Trotz vor sich her getragener Harmonie und scheinbar gutem Willen zur Zusammenarbeit – dass Union und SPD in der Sache noch einiges trennt, kann trotz Merz‘ Bemühungen, die Unterschiede zu überwinden, niemand abstreiten. Kaum steht die Koalition, ist auch schon der erste Koalitionsstreit da.
Im Interview mit der Bild am Sonntag stellt Friedrich Merz nämlich gerade noch zentrale Vorhaben der neuen Regierung infrage – dort bezeichnete er zwei zentrale und im Koalitionsvertrag vereinbarte SPD-Wahlversprechen, Steuersenkungen und den Mindestlohn, als „nicht fix“.

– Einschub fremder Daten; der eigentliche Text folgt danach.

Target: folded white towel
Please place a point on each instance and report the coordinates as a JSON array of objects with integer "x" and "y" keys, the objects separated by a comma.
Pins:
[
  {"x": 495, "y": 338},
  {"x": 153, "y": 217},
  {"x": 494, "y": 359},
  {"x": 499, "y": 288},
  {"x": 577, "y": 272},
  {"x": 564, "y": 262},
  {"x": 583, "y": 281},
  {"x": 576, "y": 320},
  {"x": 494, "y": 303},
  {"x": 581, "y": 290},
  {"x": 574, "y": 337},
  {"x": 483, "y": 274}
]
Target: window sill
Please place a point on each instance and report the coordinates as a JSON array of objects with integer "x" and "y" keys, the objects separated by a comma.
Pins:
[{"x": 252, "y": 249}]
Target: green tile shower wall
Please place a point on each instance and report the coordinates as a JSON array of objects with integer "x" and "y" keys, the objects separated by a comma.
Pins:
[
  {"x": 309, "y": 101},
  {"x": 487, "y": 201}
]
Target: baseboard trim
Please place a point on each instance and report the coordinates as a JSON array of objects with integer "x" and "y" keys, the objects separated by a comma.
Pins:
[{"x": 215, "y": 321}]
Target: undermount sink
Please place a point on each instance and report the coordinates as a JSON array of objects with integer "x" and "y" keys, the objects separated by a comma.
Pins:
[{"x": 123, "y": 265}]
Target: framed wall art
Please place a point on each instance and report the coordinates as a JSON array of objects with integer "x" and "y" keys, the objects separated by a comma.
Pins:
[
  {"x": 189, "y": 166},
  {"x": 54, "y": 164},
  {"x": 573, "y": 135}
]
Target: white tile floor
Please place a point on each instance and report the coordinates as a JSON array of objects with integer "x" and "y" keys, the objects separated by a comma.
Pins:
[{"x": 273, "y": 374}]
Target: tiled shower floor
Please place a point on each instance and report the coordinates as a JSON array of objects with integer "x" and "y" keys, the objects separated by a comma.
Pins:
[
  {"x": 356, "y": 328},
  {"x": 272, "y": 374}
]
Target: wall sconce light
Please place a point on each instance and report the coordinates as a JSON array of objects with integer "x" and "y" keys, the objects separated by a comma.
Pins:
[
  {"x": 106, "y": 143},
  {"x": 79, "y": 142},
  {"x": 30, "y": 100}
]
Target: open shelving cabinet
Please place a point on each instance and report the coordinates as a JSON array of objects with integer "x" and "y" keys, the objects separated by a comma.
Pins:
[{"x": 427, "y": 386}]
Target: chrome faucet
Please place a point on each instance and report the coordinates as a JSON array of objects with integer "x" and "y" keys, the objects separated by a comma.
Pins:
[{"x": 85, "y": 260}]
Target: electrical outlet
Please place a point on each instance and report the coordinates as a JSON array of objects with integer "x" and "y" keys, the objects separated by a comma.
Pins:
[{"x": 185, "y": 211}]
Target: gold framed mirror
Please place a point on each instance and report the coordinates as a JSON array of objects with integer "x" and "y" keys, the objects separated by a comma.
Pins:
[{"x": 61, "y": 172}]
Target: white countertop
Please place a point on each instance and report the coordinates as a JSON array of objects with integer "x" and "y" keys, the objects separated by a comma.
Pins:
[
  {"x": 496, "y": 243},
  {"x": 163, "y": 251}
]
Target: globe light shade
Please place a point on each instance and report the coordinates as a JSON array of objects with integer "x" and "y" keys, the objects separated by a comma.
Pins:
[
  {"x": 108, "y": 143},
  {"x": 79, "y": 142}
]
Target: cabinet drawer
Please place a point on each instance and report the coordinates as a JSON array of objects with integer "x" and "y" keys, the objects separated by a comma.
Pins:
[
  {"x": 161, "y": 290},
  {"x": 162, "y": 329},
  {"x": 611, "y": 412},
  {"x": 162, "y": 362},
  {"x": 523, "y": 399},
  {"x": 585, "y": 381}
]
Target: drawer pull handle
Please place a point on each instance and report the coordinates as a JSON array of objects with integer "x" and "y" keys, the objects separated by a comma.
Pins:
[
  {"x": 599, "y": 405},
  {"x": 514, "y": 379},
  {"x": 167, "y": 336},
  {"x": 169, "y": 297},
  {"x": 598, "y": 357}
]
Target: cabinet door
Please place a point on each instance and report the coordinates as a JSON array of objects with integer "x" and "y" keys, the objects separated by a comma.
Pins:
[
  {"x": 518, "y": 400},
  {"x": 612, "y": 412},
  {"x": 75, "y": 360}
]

Insbesondere letzteres passt den Genossen gar nicht – und die Antwort aus der SPD folgt sofort. „Nicht fix“ sei auch Merz’ Wahl zum Kanzler, sagt der SPD-Bundestagsabgeordnete Lars Castellucci gegenüber ThePioneer. „Herr Merz ist noch nicht gewählt. Vielleicht sollte er das berücksichtigen, wenn er Interviews gibt.“ Der Koalitionsvertrag enthalte ein Bekenntnis zu 15 Euro Mindestlohn ab 2026, betont Castellucci.
Tatsächlich ist das im Koalitionsvertrag so vereinbart – auch CDU-Generalsekretär Carsten Linnemann bestätigte das im Grunde im Bericht aus Berlin. Im Koalitionsvertrag stehe, „dass nicht Politiker (…) die Mindestlöhne festsetzen“, betont er zwar. Aber: Mit der Mindestlohnkommission und den Kriterien, nach denen sie berechne und arbeite, seien „15 Euro erreichbar“.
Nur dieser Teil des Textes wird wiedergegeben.